Token costs have a way of surprising teams that didn't plan for them. The prototype runs cheaply because it processes a handful of requests a day. Production runs ten thousand. The context windows are large because someone decided more context was always better. The retry logic runs three attempts by default. Nobody added up what that means at scale, and the first billing cycle is educational in a way nobody wanted.

Cost is not an operational concern you address after the architecture is set. It's a constraint that shapes the architecture from the start — as real as latency, reliability, or correctness. A system that produces great outputs but costs ten dollars per user interaction is not a viable system, regardless of how impressive the demo looks.

The levers are well-defined once you know where to look. Model selection is the biggest one: the difference in cost between a large frontier model and a smaller, faster model can be an order of magnitude, and for many tasks the smaller model is good enough. Context window size is the second: every token in the window costs money, and bloated contexts — full conversation histories, over-retrieved documents, verbose system prompts — add up quickly. Task decomposition is the third: a large agent that handles everything in one call may cost more than a pipeline of smaller, cheaper agents where only the final step uses the expensive model.

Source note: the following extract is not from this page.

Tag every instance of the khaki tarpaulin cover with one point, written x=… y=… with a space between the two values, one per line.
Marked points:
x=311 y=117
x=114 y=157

The discipline is to instrument cost from day one. Know what each agent call costs. Know what each tool call costs. Know what the total cost per task is across the pipeline. Without this instrumentation, you're optimizing blind — you can't make good tradeoffs between capability and cost because you don't know what anything costs.

There's also a design smell worth watching for: the system where cost is invisible to the people making design decisions. When developers can experiment freely without seeing the cost of their experiments, they optimize for capability and convenience. When cost is visible — in dashboards, in per-request breakdowns, in monthly summaries — tradeoffs get made more carefully.

Build for what it costs to run, not just what it costs to demo.